This next week I’m teaching on the toxic topic of fear. I’ve been thinking a lot about my own fears. Most of my fears include the issue of pain – I don’t want to feel pain. It’s not fun. When I feel pain I tend to go into self -preservation mode. That’s led me to think about what it means to  self-preserve.

I must confess over the last several years  I have  been an on and off again  self-preserver.

Fear makes us  (me) wiggle when God has us (me) dangling. And isn’t that exactly what we see in Genesis 12:10-13?

“Now there was a famine in the land, and Abram went down to Egypt to live there for a while because the famine was severe. As he was about to enter Egypt, he said to his wife Sarai, “I know what a beautiful woman you are. When the Egyptians see you, they will say, ‘This is his wife.’ Then they will kill me but will let you live. Say you are my sister, so that I will be treated well for your sake and my life will be spared because of you.”

Got to love that man self-preserving. Self-preservation. It happens. We see it when fear strikes. What if I loss my job, or how will this impact the kids, or what about my house, or what if it takes my life, or what if my daughter gets hit by a car, or what if … Fear paralyzes us and we make moves to get away from it, solve it.

We wiggle.   We ignore, hide, and go inward. We put our heads in the sand and hope it goes away. We take up alliances … usually with those who can win or benefit us the most. We become less vulnerable, less willing to share our inner selves with others. We become suspicious and distrust others. We set up rules. We become controlling. We …

We do this because we want all things to be good and wonderful. We don’t like to encounter difficulty, pain, suffering or discomfort. It’s not fun. I know I don’t like it.
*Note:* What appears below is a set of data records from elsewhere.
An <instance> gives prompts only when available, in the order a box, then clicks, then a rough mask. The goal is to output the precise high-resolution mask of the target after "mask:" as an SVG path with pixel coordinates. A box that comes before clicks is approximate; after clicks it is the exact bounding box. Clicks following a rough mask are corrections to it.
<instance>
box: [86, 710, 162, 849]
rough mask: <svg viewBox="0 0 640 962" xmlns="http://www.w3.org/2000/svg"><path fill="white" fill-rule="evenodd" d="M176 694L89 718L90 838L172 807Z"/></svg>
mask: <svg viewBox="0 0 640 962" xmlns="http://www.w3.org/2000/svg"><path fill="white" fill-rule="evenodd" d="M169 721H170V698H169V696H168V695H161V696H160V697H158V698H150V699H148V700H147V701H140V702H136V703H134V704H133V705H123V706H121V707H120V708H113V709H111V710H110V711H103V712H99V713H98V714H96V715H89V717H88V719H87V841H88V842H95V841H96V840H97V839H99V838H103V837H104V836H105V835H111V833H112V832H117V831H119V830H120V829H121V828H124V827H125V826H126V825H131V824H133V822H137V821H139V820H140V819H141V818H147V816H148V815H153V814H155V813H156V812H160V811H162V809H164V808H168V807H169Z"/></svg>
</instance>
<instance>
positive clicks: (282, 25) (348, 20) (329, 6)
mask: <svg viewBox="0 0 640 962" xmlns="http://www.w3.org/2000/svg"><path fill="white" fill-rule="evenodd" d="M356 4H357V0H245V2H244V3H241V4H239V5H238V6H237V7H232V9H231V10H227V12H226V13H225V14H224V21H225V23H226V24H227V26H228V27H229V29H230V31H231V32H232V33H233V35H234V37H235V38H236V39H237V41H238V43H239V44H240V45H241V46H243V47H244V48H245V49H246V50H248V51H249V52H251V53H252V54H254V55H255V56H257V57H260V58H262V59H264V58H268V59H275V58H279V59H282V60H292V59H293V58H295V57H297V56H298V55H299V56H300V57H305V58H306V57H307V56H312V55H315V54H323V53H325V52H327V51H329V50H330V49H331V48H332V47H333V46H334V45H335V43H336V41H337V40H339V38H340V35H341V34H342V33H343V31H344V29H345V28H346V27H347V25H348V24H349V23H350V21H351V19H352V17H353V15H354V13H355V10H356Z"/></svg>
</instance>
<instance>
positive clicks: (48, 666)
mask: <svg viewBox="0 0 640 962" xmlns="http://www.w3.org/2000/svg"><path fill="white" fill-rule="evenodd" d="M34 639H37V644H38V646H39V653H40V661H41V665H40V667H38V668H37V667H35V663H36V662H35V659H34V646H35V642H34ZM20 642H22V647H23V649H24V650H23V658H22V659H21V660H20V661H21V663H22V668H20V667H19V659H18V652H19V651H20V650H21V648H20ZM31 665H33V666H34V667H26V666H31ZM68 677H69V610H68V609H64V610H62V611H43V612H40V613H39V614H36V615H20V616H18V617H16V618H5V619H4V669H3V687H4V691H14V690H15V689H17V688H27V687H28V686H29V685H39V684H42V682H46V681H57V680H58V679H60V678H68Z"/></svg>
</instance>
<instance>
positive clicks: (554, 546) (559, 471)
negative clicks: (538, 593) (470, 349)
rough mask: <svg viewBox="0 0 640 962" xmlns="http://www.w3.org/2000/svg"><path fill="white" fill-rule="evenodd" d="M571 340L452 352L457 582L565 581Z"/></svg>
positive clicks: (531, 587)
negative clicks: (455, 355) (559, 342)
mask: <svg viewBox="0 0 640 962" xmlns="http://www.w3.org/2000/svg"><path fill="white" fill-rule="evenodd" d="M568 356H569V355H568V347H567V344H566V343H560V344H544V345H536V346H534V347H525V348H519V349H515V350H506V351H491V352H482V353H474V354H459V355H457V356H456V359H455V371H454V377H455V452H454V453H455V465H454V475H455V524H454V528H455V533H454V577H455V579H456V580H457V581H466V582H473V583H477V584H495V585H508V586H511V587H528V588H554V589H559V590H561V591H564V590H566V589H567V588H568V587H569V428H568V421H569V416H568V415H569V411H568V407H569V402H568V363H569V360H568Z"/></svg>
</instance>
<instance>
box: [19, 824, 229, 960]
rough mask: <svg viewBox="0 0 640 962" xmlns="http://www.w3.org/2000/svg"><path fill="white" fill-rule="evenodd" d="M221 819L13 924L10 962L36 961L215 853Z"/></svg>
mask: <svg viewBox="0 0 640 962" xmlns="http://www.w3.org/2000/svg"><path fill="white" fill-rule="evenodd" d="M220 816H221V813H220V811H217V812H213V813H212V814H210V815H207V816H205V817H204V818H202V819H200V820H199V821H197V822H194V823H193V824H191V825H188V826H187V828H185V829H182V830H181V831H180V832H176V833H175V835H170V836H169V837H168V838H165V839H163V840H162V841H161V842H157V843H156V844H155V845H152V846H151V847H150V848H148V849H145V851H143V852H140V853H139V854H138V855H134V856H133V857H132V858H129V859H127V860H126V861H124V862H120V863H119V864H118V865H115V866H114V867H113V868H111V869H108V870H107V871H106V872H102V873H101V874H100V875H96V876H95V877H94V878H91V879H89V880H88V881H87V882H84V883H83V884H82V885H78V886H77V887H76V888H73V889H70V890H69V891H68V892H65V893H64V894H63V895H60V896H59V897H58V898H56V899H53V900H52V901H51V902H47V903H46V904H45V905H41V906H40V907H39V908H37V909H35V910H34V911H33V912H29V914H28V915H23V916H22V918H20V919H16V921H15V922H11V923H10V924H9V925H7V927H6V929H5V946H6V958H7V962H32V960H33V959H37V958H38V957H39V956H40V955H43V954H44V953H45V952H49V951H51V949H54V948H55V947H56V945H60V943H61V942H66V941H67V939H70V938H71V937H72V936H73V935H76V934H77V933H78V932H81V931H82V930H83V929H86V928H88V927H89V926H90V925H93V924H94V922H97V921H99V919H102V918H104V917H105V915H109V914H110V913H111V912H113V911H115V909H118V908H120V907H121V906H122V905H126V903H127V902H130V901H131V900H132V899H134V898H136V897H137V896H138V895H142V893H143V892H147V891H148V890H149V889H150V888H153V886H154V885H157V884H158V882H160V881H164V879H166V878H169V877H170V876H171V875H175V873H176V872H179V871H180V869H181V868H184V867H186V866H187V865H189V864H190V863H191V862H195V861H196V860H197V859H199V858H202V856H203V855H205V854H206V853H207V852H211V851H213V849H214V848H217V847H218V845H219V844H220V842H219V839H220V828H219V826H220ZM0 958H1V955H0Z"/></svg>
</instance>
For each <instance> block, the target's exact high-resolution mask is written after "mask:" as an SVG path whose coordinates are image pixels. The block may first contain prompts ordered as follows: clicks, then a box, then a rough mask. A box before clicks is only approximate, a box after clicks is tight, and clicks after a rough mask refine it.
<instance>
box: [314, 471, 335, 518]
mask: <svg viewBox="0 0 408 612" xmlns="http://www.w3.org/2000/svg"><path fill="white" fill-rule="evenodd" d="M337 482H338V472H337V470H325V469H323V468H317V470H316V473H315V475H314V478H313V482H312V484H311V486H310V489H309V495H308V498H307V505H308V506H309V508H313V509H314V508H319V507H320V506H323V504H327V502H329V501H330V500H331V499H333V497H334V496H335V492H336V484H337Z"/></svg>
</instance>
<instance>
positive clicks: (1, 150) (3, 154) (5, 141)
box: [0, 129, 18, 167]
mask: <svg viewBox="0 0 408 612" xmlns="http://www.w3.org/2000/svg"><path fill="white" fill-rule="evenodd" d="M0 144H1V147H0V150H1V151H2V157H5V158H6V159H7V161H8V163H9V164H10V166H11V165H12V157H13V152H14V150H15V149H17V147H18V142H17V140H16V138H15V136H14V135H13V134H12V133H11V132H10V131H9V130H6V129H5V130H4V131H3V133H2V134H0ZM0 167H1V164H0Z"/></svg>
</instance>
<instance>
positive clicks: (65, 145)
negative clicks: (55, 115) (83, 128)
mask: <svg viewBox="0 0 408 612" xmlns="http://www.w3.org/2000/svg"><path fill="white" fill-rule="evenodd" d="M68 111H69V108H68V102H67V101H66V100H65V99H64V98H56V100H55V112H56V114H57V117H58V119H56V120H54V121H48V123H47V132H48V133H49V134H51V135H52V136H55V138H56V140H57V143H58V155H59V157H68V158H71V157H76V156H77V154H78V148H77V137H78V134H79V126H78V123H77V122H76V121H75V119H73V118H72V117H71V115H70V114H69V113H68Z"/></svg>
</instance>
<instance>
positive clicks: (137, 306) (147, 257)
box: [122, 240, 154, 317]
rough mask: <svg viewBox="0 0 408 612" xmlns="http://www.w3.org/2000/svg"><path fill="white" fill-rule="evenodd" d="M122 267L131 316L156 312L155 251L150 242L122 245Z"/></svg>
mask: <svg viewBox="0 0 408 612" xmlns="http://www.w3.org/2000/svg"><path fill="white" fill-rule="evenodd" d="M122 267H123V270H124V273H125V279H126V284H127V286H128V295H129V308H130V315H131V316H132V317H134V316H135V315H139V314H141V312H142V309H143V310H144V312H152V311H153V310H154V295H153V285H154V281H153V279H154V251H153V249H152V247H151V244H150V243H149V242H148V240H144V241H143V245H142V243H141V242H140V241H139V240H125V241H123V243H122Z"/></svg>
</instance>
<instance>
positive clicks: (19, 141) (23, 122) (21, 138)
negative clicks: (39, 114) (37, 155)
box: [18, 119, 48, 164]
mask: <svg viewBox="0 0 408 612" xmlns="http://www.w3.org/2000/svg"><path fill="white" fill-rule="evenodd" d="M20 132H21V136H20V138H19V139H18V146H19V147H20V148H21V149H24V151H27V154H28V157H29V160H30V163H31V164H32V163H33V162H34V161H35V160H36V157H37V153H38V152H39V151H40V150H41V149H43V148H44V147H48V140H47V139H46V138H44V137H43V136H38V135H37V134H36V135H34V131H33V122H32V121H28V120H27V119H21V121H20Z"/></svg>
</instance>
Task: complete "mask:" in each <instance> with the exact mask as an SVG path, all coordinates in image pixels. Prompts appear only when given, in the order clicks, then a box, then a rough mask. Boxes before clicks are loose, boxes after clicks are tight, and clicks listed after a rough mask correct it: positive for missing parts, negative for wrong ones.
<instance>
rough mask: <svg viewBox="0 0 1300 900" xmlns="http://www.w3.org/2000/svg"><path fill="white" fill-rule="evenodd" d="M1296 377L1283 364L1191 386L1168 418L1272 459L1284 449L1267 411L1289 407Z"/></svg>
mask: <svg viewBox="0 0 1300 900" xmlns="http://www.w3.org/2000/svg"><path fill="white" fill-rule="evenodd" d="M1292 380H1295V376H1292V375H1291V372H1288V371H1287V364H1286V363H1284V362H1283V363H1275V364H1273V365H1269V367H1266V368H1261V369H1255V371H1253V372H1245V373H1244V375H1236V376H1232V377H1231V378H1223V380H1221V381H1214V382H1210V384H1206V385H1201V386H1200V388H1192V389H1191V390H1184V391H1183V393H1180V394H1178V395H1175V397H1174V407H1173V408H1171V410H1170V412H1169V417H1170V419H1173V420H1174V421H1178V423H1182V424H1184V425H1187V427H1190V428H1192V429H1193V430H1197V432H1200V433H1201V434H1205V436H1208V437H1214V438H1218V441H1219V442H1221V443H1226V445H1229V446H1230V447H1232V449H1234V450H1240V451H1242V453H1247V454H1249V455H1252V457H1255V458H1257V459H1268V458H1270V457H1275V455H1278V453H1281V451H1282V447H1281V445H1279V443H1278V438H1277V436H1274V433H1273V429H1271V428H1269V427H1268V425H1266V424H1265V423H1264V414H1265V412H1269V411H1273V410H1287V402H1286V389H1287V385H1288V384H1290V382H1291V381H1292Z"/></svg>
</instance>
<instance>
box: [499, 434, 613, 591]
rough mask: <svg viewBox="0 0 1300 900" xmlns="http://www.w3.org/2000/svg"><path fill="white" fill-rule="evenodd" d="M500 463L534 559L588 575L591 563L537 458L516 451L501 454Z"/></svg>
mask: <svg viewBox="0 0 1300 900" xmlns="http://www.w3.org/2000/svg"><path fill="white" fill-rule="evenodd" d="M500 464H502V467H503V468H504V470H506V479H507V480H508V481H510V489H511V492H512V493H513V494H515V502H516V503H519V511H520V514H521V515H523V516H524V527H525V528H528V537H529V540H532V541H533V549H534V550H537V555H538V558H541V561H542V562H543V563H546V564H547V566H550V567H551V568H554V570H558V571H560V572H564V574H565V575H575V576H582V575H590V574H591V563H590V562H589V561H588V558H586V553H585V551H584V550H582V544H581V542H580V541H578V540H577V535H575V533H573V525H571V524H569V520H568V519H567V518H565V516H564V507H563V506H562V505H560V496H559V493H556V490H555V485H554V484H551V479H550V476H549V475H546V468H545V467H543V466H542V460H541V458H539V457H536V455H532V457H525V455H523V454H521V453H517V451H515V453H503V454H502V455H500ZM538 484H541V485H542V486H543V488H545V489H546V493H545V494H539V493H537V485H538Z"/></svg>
It’s hard … and I’m not a fan of hard.

I wonder if self-preservation is a natural response … a God-given way to protect ourselves? Or, is it part of the fall … a way I respond that’s not of God at all?

This is an important distinction because it lets me know if I need to embrace it (if it’s healthy) … or if I need to fight it (if it’s destructive).

I was at lunch with Sally (not her real name) recently. Sally is wise. We talked extensively about how we Christians respond to difficulty by self-preservation. I asked if she thought it was a God-given thing or a part of the fall. She immediately responded, “Oh no, it’s part of our fallen state.”

cliffhangingShe gave this analogy. “There are times in life when we find ourselves dangling over a cliff. Our tendency is to try to get away from the fear, pain, suffering or discomfort … to self-preserve.” Sally knows this all too well; she’s had a year plus of dangling. She continued. “The point is, when we self-preserve, we’re trying to get back on land. So, we try to rescue ourselves. But God wants us to wait on Him to rescue us. He’s our rescuer. When we try to do it ourselves, we are playing God.”

Now … don’t just move past that last part so quickly. Read it again. When we try to rescue ourselves, we are playing God.

Carolyn Custis James, a wise-woman and author of When Life and Beliefs Collide, said something very similar to me. “Jackie, when you are in pain, you want to remove yourself from it. But, if you will allow yourself to sit in it, you will find yourself asking questions you never would have asked before – questions God wants asked.”

Now … don’t pass over that so quickly either. If you allow yourself to sit in pain, you will find yourself asking questions … questions God wants asked.

That means encountering pain, allowing it, moving into it. Who does that? Fear of pain makes me self-preserve not move into it!

I wonder if our self-preservation is a more serious offense than we realize. I mean, God calls us to a serious kind of love with him and each other. Just consider how we violate this when we go into self-preservation mode. Just consider what we miss.

Surely when I fear pain and start wiggling (taking it into my own hands) I am saying to God, “I don’t trust you.” “I don’t trust you can or will handle this.” “I don’t trust you have my best interest in mind.” “I think I can do this better than you can.” It’s an ugly thing to say to our Creator isn’t it? Yet, I do it. I don’t want to but sometimes I do.

Perhaps you find yourself dangling over a cliff and you’re wiggling – trying to get yourself “back on land.” Might I suggest you take a moment and breath in God’s Word. Let is soothe your anxious soul. Let him speak words of assurance and comfort in the this time of fear.

He said to his disciples, “Why are you so afraid? Do you still have no faith?” Have I not commanded you? Be strong and courageous. Do not be afraid; do not be discouraged, for the Lord your God will be with you wherever you go.”

 

When I am afraid, I put my trust in you. In God, whose word I praise—in God I trust and am not afraid. (TRUST WHAT) (Character of our Lord) vWhat can mere mortals do to me?

 

Have I not commanded you? Be strong and courageous. Do not be terrified; do not be discouraged; for the LORD your God will be with you wherever you go. 

 

I sought the Lord and He answered me; he delivered me from all my fears.